Il gardait quelques souvenirs nets de cette époque. Il se rappelait le ciel, une immensité bleue et brumeuse aussi vaste que le temps lui-même. Il se souvenait du miracle de l’eau, l’eau jaillissant des arroseurs installés dans les digues à poussière qui sillonnaient paresseusement à travers champs… l’eau pleuvant sur quatre cents hectares de toutes nouvelles feuilles vertes. La ville cultivait du blé, des choux verts et frisés, de la luzerne et diverses plantes secondaires. Par deux fois, on autorisa Billy à monter sur les grandes machines d’entretien, où il ressentit fierté et vertige à être installé près de son père dans le nid-de-pie, à régner sur tout ce feuillage d’un vert éclatant et ce ciel d’un bleu cendré. Il se rappela un été caniculaire où un bataillon de travail d’AgService vint installer ce qu’ils appelaient des « écrans UV » : de grandes étendues d’un film presque invisible, attachées à des poteaux et arrimées par d’épais câbles en acier. Pendant quelques jours, il fit plus frais dans les champs et le dispensaire annonça une baisse d’un pour cent des cas d’hyperthermie. Mais ensuite, à peu près comme l’avait prédit le père de Billy, un vent brûlant arriva par l’ouest et le film UV se libéra de ses attaches pour former une boule et s’emmêler dans les récoltes comme autant de cellophane jetée par un géant indélicat. Le blé d’hiver ploya et se brisa sur plusieurs hectares. Alors qu’il inspectait les dégâts dans les champs, Nathan avait surpris Billy en tombant à genoux.
Billy se souvenait de son père comme d’un homme corpulent… corpulent, barbu, généreux, souvent silencieux, et profondément malheureux. Nathan suivait toujours le journal sur le grand écran du centre communautaire, et c’est lui, à ce qu’avait cru comprendre Billy, qui recevait les autres informations, les paquets de données non approuvées par les services d’information fédéraux et transmis par micro-ondes… en particulier celles qui concernaient le mouvement des bataillons de conscription dans le Midwest.
Tous les deux ou trois ans, les recruteurs débarquaient à Oasis.

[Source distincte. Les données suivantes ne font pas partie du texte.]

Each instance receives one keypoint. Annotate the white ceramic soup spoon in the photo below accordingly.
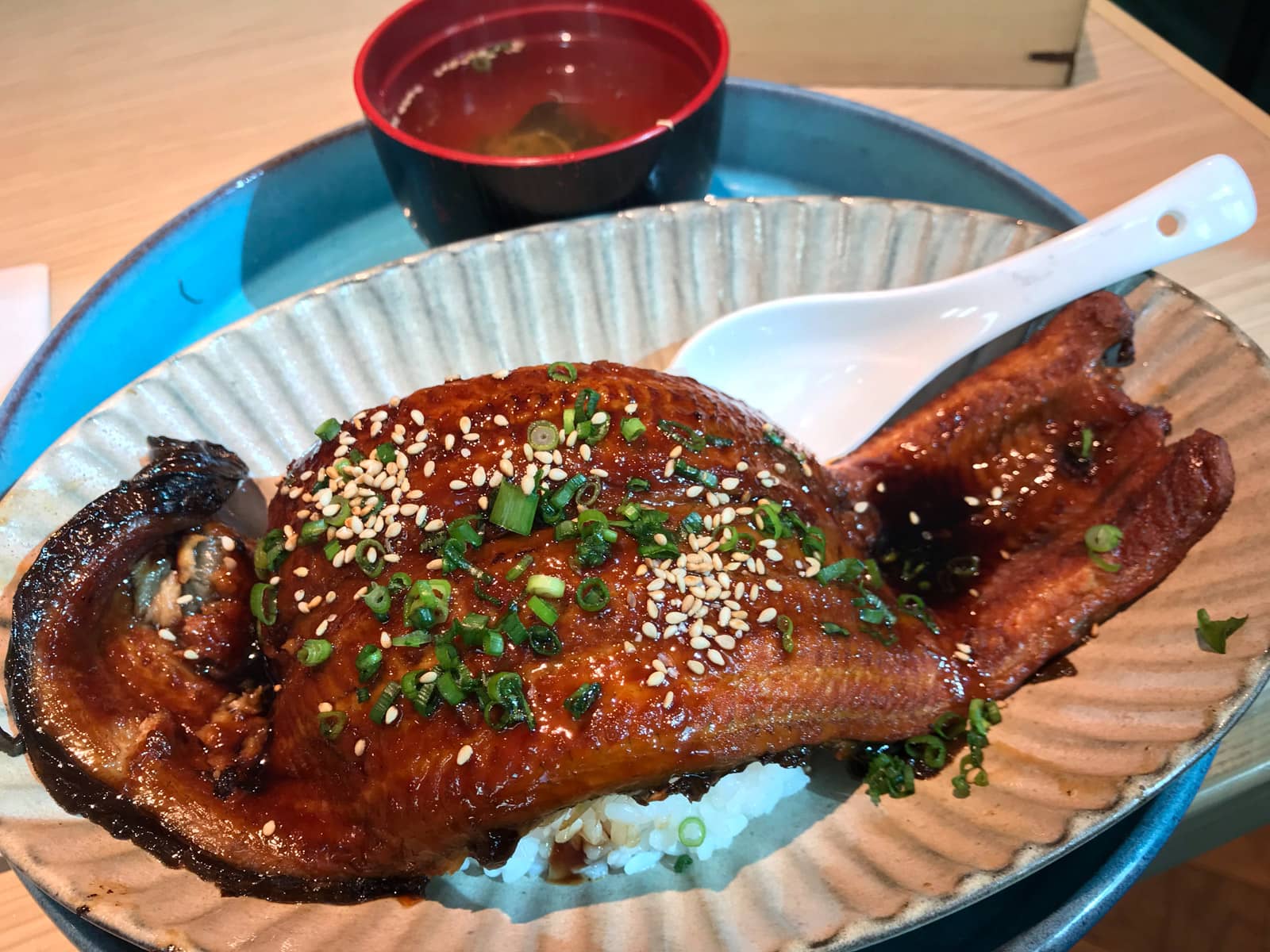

Nathan les comparait à un fléau, comme les criquets dans la Bible. Ils logeaient dans les quartiers des ouvriers, restaient plusieurs jours, laissaient peut-être quelques-unes des jeunes filles les plus impressionnables avec un bébé dans le ventre, et quand ils repartaient à bord de leurs énormes aéroglisseurs, ils emmenaient quelques recrues… principalement des gamins à peine assez âgés pour avoir du poil au menton.
Nathan et le conseil municipal étaient en général prévenus de leur arrivée, ce qui leur donnait le temps de modifier les registres des naissances… de détruire ou modifier certains documents. On dissimulait les jeunes recrues les plus probables dans une cave sous l’abri des machines, à charge pour les femmes de leur glisser de la nourriture en cachette. Les recruteurs se plaignaient de leur maigre collecte et ils lançaient parfois de grossières routines de recherche de falsifications sur les ordinateurs du centre communautaire… mais d’après Nathan, si on les faisait boire en quantité suffisante, ils repartaient contents.
Quand ils arrivaient sans prévenir, par contre… si, en venant dans l’ouest, ils avaient détruit les pylônes pirates qui relayaient les micro-ondes, ils prenaient ce qu’ils voulaient.
Billy se souvint d’un été où l’on recevait de très mauvaises nouvelles de la Zone des Tempêtes, avec d’énormes pertes en vies humaines dans toutes les Caraïbes et une dispersion des troupes d’occupation. Cet été-là, l’infanterie arriva sans prévenir, phalange d’aéroglisseurs noirs soulevant un nuage de poussière qui dut roussir les crépuscules jusqu’à Sandusky. Billy se souvint du visage de son père quand, monté sur un talus, il vit cette colonne gris-noir approcher par l’ouest… sa consternation semblait aussi substantielle qu’un poids sur ses épaules.